How to Protect Yourself Against Whooping Cough During Pregnancy
Did you know that the first vaccine to protect people against Whooping cough appeared in 1914? That’s over 100 years of helping prevent against the dangers of whooping cough in pregnancy. The current version of the vaccine was developed in 1991, which includes protection against diphtheria, tetanus, and polio – three severe infections that can harm both mother and baby.
Doctors and midwives agree that getting the vaccine for Whooping cough while pregnant is essential during the third trimester of pregnancy. Getting the vaccine at this time does not increase any risk for pregnancy complications. These medical recommendations come from analyzing many years of safety data. Speak with your doctor during your regularly scheduled appointments about any questions or concerns you may have.
Are There Any Side Effects from Getting the Vaccine for Whooping Cough While Pregnant?
The current Whooping cough vaccine has been in use for over 30 years and the reported side effects, when they occur, are very mild. The most frequent side effects include
- Redness or soreness at the injection site
- Mile aches
- Feeling tired
- Low fever
I’m Pregnant. Can I Get the Vaccine for Whooping Cough and the Flu Shot at the Same Time?

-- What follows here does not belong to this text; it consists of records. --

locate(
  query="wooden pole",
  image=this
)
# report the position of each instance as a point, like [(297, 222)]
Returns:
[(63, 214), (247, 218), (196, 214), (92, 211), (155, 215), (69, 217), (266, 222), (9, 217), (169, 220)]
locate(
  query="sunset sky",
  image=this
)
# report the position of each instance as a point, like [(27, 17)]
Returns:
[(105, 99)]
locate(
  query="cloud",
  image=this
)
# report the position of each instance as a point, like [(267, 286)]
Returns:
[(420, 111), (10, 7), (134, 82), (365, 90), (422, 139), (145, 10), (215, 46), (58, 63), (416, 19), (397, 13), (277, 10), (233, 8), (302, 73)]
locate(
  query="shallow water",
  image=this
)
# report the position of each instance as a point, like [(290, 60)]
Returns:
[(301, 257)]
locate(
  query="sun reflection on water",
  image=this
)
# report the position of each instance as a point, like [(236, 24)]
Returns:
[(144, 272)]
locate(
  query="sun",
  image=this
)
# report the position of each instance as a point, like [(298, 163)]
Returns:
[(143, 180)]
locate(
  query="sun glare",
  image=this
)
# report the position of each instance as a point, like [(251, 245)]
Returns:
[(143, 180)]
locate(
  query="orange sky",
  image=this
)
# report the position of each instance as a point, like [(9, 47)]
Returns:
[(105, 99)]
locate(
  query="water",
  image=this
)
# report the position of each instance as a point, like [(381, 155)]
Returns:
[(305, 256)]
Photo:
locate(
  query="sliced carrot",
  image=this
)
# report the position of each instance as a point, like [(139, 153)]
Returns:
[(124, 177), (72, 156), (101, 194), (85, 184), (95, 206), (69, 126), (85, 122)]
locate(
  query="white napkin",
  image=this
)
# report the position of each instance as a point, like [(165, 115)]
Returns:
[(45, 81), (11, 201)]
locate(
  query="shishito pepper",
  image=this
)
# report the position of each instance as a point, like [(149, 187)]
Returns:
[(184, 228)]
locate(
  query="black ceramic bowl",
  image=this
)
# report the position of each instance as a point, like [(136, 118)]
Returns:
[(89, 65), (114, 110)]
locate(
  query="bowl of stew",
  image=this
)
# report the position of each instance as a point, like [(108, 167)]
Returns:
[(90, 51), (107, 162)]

While doctors recommend getting the vaccine against Whooping cough during your pregnancy’s third trimester, the flu shot vaccine can be administered at any time. If it’s convenient, they can be given at the same time or separately. If your pregnancy occurs during flu season, be sure to get your flu vaccine before the end of October. As each woman’s pregnancy and medical needs are unique, be sure to speak with your doctor about the best way for you and your baby to get vaccinated. They should always be your first and trusted source of medical information.